The lifetime cap is more than double the £35,000 limit recommended by Andrew Dilnot, the economist appointed by David Cameron to draw up fresh plans for change in July 2011.

The Government will foot the £700m bill.

It comes amid a growing crisis about the tens of thousands of pensioners who are forced to sell their homes to afford care, such as help with washing, dressing and feeding themselves.

Under England’s current system, pensioners with assets of £23,500 or more – including the value of their homes – have to pay unlimited care charges.

At least 20,000 have to sell their homes to pay for care every year.

Two years ago, Dilnot’s report found that pensioners should spend between £20,000 and 50,0000 on long-term care over a lifetime.
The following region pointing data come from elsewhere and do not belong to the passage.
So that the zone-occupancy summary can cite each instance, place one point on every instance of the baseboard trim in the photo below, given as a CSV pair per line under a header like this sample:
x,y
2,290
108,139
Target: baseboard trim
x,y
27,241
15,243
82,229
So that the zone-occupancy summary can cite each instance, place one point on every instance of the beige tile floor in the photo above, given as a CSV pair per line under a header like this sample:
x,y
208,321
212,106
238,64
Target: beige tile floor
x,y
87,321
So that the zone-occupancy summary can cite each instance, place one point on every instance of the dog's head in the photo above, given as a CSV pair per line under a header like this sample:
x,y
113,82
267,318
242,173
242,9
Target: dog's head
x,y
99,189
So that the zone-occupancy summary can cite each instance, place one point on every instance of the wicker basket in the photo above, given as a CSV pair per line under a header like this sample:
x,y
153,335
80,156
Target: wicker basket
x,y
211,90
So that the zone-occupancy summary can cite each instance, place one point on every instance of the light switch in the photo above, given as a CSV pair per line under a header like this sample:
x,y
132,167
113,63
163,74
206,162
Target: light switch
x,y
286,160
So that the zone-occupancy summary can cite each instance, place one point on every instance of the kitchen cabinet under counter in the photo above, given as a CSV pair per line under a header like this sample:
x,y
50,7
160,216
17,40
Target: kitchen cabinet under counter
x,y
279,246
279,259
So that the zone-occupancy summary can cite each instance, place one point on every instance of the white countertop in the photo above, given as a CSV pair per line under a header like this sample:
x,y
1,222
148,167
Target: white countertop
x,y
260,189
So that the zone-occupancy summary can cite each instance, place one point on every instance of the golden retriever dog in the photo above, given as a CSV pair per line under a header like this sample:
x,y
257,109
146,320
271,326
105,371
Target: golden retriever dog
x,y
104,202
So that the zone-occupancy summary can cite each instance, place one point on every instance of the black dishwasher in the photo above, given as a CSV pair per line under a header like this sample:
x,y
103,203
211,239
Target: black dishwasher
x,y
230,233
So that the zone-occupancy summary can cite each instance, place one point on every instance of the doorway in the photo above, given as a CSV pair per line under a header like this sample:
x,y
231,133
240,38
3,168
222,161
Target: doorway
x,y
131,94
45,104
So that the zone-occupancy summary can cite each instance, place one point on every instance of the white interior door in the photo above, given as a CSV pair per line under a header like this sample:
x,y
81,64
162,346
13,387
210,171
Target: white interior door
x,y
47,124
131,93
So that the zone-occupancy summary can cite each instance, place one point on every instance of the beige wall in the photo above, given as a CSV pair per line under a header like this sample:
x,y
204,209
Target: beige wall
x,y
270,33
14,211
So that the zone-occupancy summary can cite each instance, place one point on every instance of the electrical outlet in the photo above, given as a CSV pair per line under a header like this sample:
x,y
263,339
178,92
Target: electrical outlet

After that point, the government would pay.

Chancellor George Osborne is understood to have baulked at Dilnot’s figure, which would have cost the state £1.7bn.

Under the new agreement struck, the cap will not cover the cost of board and lodging provided by care homes.

Pensioners may be faced with extra bills of about £10,000 a year for room and board.

The scheme is likely to begin in 2015 – 16.

It forms the centrepiece of the government’s mid-term review, which is published tomorrow.

The Government will outline further details in the coming months.

Norman Lamb, the care services minister, launched a last-minute plea earlier this week for the Chancellor to set aside money to end the scandal of pensioners having to sell their homes to fund sky-high care bills.

In a strongly worded intervention, he told the Mr Osborne: ‘We have just got to get on with it.’

Mr Lamb has been joined by three Tory-run councils which wrote to the Prime Minister urging a cap of £35,000 on the amount people have to pay.

Ros Altmann, director-general of Saga, warned: ‘If you have a cap as high as £75,000, most people will never reach it.’

A Whitehall source said that the new cap is likely to be something that Dilnot would support.